Too bad they aren’t doing it with ebooks.
I’ve had some books published, and while the process varies from publisher to publisher, the editing process usually involves technical editors (people that check my facts), copy editors (people that help the writing and grammar), cover designers, and QC staff. Often I will see PDFs or printed pages at the final stage, and at that point can catch things like bad table formatting or lines split at inopportune places. My point here is that there’s a lot of editing going on, and there are many pairs of eyeballs looking at the printed page before it goes to the presses.

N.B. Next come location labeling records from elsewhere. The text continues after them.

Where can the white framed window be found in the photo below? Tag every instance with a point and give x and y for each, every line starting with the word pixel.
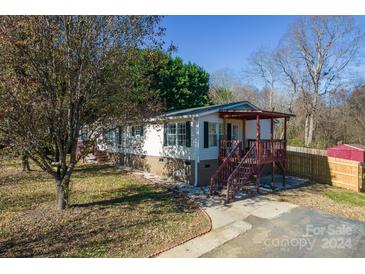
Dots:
pixel 212 134
pixel 177 134
pixel 234 132
pixel 137 131
pixel 220 131
pixel 171 134
pixel 109 138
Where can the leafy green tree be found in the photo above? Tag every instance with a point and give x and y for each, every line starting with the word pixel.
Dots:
pixel 221 95
pixel 54 81
pixel 182 85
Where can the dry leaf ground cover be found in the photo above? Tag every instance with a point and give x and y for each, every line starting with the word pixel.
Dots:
pixel 327 198
pixel 113 214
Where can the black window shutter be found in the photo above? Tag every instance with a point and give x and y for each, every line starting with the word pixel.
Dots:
pixel 206 137
pixel 165 134
pixel 229 132
pixel 188 134
pixel 120 136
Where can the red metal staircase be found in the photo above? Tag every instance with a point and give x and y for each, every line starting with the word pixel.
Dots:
pixel 235 171
pixel 229 163
pixel 241 175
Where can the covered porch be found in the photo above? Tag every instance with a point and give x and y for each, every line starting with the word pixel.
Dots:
pixel 242 158
pixel 267 149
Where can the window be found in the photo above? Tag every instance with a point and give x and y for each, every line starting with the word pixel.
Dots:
pixel 212 134
pixel 220 132
pixel 171 134
pixel 181 134
pixel 137 131
pixel 84 134
pixel 109 138
pixel 234 132
pixel 177 134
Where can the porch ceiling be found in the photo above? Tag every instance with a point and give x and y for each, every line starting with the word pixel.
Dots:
pixel 252 114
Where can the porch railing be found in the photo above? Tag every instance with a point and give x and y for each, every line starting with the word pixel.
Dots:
pixel 229 163
pixel 269 150
pixel 226 147
pixel 240 176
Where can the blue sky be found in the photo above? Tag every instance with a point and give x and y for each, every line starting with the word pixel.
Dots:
pixel 220 42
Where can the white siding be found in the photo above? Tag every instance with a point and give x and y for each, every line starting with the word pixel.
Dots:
pixel 151 143
pixel 212 152
pixel 264 129
pixel 250 133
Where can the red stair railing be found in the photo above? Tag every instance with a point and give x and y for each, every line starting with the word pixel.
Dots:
pixel 225 169
pixel 240 176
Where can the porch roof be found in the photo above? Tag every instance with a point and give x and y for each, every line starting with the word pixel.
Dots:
pixel 252 114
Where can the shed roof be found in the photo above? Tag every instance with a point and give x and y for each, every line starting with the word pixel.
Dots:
pixel 198 111
pixel 357 146
pixel 252 114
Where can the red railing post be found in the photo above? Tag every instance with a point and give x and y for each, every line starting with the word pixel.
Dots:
pixel 258 136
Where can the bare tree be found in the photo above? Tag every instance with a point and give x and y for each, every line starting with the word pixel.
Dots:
pixel 314 56
pixel 262 69
pixel 53 71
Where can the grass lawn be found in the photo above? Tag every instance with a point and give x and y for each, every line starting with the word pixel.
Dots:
pixel 113 214
pixel 346 197
pixel 327 198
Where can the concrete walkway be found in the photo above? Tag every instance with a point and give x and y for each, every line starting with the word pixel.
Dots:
pixel 228 222
pixel 263 227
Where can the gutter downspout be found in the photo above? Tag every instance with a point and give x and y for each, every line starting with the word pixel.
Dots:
pixel 196 147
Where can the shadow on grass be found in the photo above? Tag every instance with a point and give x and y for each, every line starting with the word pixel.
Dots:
pixel 138 194
pixel 86 171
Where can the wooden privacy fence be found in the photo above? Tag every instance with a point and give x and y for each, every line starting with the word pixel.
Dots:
pixel 314 164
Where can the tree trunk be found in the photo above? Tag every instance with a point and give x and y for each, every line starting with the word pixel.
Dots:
pixel 311 129
pixel 306 130
pixel 25 162
pixel 62 190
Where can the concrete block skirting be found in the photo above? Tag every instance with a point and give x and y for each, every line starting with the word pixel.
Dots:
pixel 178 169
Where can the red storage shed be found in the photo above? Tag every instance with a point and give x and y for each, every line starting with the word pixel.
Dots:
pixel 352 152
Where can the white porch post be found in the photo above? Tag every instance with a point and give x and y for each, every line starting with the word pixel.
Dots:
pixel 196 148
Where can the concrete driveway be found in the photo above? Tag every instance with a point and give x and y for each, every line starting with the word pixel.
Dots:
pixel 261 227
pixel 299 233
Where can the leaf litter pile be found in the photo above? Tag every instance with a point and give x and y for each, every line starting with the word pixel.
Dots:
pixel 112 214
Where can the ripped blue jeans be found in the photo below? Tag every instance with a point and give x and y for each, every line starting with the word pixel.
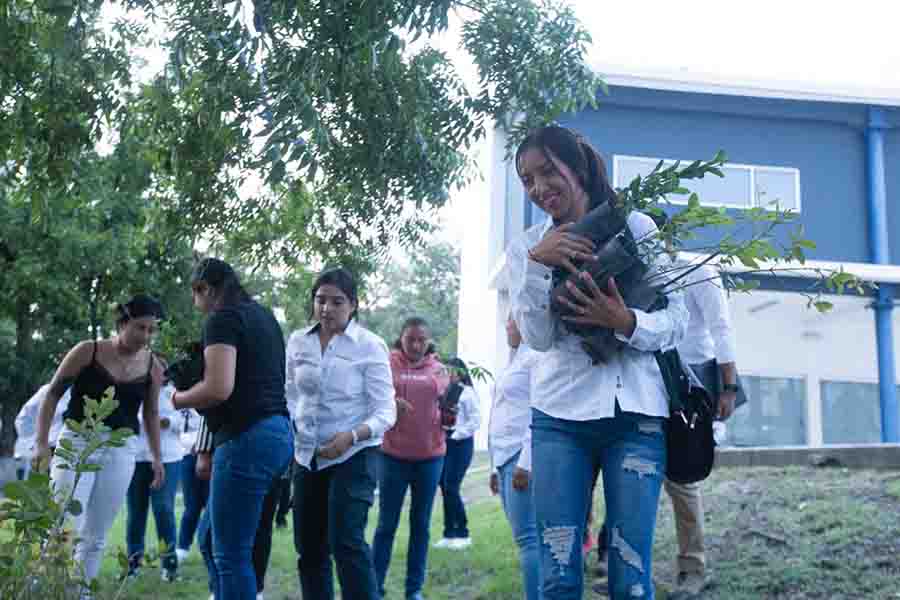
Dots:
pixel 630 450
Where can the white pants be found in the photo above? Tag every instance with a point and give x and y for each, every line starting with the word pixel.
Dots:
pixel 101 495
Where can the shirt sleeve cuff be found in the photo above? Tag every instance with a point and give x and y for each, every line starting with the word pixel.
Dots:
pixel 635 338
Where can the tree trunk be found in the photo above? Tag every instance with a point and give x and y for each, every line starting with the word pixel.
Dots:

In the year or so since I’ve owned my Kindle, I can absolutely guarantee you that this process is not happening with ebooks. Most of the time, it is quite obvious that nobody has even looked at the finished product. Some intern has whipped up a quick conversion from whatever typesetting software they use, give it a quick glance, and call it good. One of my own books, Real World Haskell, is available in Kindle form. O’Reilly took better than average care of that process, but even so, I certainly didn’t approve screenshots before it went out like I did for paper (not that I’d have had time after the paper project was done anyway.) From memory, some of the flaws I’m aware of:
- Huston Smith’s Why Religion Matters included some illustrations, but they were scanned at such a low resolution that the text was completely unreadable, even at maximum zoom.

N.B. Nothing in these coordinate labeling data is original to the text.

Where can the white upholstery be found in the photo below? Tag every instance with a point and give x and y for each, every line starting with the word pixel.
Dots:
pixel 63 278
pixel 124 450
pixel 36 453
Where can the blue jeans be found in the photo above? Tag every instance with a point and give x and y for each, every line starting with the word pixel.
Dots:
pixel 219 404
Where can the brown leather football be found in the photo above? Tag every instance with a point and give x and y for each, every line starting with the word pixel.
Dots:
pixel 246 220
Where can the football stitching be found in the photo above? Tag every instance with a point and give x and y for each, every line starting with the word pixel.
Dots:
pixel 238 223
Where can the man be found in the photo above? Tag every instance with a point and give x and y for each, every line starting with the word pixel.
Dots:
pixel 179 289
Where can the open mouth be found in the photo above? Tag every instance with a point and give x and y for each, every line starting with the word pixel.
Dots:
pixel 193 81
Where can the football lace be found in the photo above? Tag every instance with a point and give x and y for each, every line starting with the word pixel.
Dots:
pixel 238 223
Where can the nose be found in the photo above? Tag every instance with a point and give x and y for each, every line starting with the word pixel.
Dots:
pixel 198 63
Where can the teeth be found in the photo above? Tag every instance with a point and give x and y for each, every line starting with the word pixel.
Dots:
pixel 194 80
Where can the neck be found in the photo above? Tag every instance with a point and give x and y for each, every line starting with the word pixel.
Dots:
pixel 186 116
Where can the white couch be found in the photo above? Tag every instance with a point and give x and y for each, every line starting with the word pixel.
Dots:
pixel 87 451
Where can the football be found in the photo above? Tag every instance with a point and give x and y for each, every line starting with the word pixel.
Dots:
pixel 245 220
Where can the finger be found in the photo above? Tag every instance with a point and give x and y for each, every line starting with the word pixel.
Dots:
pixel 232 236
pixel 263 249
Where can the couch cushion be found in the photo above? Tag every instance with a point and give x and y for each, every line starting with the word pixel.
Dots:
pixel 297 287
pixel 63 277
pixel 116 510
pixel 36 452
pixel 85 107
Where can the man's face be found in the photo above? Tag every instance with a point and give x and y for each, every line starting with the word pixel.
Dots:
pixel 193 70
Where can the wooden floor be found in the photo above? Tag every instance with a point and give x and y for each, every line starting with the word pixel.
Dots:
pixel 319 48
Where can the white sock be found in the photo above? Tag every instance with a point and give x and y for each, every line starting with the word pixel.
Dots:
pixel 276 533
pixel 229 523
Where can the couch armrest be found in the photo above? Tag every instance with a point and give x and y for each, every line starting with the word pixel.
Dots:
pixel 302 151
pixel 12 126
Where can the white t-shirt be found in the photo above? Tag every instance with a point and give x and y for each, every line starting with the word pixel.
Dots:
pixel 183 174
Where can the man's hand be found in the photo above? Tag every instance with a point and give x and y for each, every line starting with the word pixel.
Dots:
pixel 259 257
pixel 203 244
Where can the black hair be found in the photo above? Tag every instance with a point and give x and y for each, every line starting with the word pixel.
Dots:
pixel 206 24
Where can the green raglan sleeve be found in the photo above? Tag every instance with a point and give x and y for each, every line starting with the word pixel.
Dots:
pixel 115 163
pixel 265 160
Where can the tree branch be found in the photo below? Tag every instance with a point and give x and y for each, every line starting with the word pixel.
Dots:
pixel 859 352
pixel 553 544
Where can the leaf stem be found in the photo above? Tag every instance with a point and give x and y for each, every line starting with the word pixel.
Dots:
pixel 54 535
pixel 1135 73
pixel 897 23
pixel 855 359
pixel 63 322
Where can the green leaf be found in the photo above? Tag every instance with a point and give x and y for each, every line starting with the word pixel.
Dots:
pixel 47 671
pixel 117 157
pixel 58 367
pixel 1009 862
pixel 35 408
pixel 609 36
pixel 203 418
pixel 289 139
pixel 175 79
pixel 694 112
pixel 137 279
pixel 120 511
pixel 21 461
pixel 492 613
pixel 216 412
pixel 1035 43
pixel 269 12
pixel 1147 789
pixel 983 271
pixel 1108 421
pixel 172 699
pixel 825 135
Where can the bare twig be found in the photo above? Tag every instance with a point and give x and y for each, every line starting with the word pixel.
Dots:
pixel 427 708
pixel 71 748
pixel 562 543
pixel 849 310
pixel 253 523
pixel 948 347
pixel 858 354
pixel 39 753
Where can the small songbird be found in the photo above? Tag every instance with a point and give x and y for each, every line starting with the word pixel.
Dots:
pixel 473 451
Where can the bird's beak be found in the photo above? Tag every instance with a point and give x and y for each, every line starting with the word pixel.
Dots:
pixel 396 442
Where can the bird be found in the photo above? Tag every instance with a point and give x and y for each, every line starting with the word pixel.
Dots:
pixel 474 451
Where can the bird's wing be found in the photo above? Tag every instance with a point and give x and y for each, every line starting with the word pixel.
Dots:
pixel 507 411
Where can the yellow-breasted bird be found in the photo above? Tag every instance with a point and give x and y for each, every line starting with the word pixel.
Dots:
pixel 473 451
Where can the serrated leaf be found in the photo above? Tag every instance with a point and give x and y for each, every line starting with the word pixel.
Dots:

- All electronic editions of Lord of the Rings, not just the Kindle version, suffered some serious issues including missing words and deleting 19 characters after each instance of a particular letter.
- Shmoop converted Project Gutenberg versions of The Iliad and Odyssey, but converted each line of Gutenberg text to a Kindle paragraph, wrecking word wrapping.
- Countless examples of hyphenated words in the middle of lines (probably from someone forcing a hyphenation point in a print edition), paragraphs that should have been block-indented but weren’t, etc.
In some of these cases, it is quite obvious that a human didn’t even bother to look at the result. Harper Collins got a huge black eye after their LOTR fiasco, and still took quite a long time to fix it.
Now, if the publishers were actually going to put as much care into the quality of their ebooks as they do into the quality of their paper books, then sure, I’d pay almost the cost of a paperback. But very few of them are doing that. It is quite obvious to me usually by the end of the first chapter of a book whether anybody even looked at the result of their conversion.
Bottom line: If they’re going to sell me an inferior product, don’t expect me to pay near full price. If they can get their act together on quality, only then would they have room to start arguing for higher prices. If all you’re going to do with the ebook is run the paper version through some buggy filter, you haven’t incurred much additional cost, and it is plainly visible to all.
Note: I would like to say that Lonely Planet and O’Reilly have done good jobs with the tools available, and while their results aren’t perfect, they have done a good job working with rendering their sometimes very complex print layouts for a Kindle.